The run proceeded uneventfully and I was relieved to see her smiling at the end of the run chatting with some fellow runners. I wondered if she would tell any of them what she told me. I also wondered if I would see her again.
Fortunately, I would see her again. While she didn't revisit what she'd disclosed previously, she told me more about herself. She used to be obese. She'd lost a ton of weight. She was looking forward to running a half marathon. She also had plans to go skydiving. She smiled frequently that day.
I couldn't help but feel that in some small way, her time with me was acting as a catalyst of sorts. Whether it was the natural anti-depressants secreted while running, the contact with other people, the knowledge that I was in her corner, or some combination of the aforementioned, I don't know.
She was happy when she ran and after a few weeks I nearly forgot about her words prior to our journey across the Golden Gate Bridge. I clung to the hope that she was turning the corner and the simple act of running was a big part of this change. One step at a time, one mile at a time she was pulling herself out of the dark abyss that she was trapped in.
As the season progressed the darkness I saw in her that first day seemed to wane as the number of miles she logged waxed.
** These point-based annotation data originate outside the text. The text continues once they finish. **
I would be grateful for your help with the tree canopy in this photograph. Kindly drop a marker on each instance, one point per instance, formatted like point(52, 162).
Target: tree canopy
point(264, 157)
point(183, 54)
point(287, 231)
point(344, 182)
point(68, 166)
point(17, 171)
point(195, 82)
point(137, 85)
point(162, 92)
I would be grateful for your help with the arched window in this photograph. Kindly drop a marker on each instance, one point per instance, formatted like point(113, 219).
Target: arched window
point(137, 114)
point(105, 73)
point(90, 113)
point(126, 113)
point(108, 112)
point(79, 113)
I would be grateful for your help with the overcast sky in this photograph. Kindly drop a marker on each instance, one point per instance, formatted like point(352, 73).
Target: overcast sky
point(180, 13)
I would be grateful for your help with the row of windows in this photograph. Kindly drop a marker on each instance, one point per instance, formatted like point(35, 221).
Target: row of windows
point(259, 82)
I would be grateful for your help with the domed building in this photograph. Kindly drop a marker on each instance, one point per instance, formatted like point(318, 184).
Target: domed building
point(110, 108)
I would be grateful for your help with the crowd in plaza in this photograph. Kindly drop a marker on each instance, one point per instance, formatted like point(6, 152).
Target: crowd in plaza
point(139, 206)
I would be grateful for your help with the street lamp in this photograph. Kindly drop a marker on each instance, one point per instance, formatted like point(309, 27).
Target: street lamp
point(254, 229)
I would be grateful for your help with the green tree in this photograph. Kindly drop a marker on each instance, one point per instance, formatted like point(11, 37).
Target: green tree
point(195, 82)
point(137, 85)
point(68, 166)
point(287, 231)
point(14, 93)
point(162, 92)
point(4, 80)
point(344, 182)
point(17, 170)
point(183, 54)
My darkest periods have often been associated with not running, so it was no surprise to me to see her become lighter as her mileage increased.
She eventually traveled to Europe to complete her first half marathon in Dublin. I was thrilled to see her post a picture of herself on Facebook smiling proudly with her race shirt. She had come so far in such a short period of time.
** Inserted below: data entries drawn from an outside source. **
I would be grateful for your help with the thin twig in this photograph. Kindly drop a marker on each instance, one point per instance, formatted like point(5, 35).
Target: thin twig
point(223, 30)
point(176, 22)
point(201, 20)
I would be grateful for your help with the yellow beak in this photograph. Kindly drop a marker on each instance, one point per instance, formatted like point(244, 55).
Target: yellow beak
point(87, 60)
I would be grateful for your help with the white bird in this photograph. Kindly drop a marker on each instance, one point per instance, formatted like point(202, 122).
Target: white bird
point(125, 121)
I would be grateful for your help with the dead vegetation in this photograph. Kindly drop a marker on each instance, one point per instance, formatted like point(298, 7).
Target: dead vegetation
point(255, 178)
Months passed and I didn't see her. As with many people I work with, they come and go. I assumed life had simply taken her in a different direction. I hoped it was a positive one that still included running in some way, shape, or form as it clearly had helped her a great deal.
I don't know exactly what inspired me to look at her facebook page months later. I suppose I missed her. I was worried about her. Was she still running? Was she still moving in the right direction?
I found the following on her page, 'Our wonderful daughter is no longer tormented and is finally at peace.'
While I didn't really know her or the demons she battled for so long, I was crestfallen. Should I have done something else? Could I have done something else?
After the fog of grief had lifted a bit, I realized there was very little I could have done. I don't know if there's anything anyone could have done.
I struggle to understand what happened despite my own personal dalliances with the dark side. I've never found myself in a place as dark as she did. I just can't know how dark things got with her.
The only thing I do know is that she was happy when she ran. In one of our last exchanges she told me, 'The lands end trail always inspires me. I love all the twists, turns, ups and downs through bushes and trees. I feel like a carefree kid again. I always find myself laughing as if I just took a carnival ride.'
I know she's running now like a carefree kid, laughing as if she just took a carnival ride. I know how she feels. I run because it makes her happy....and me too.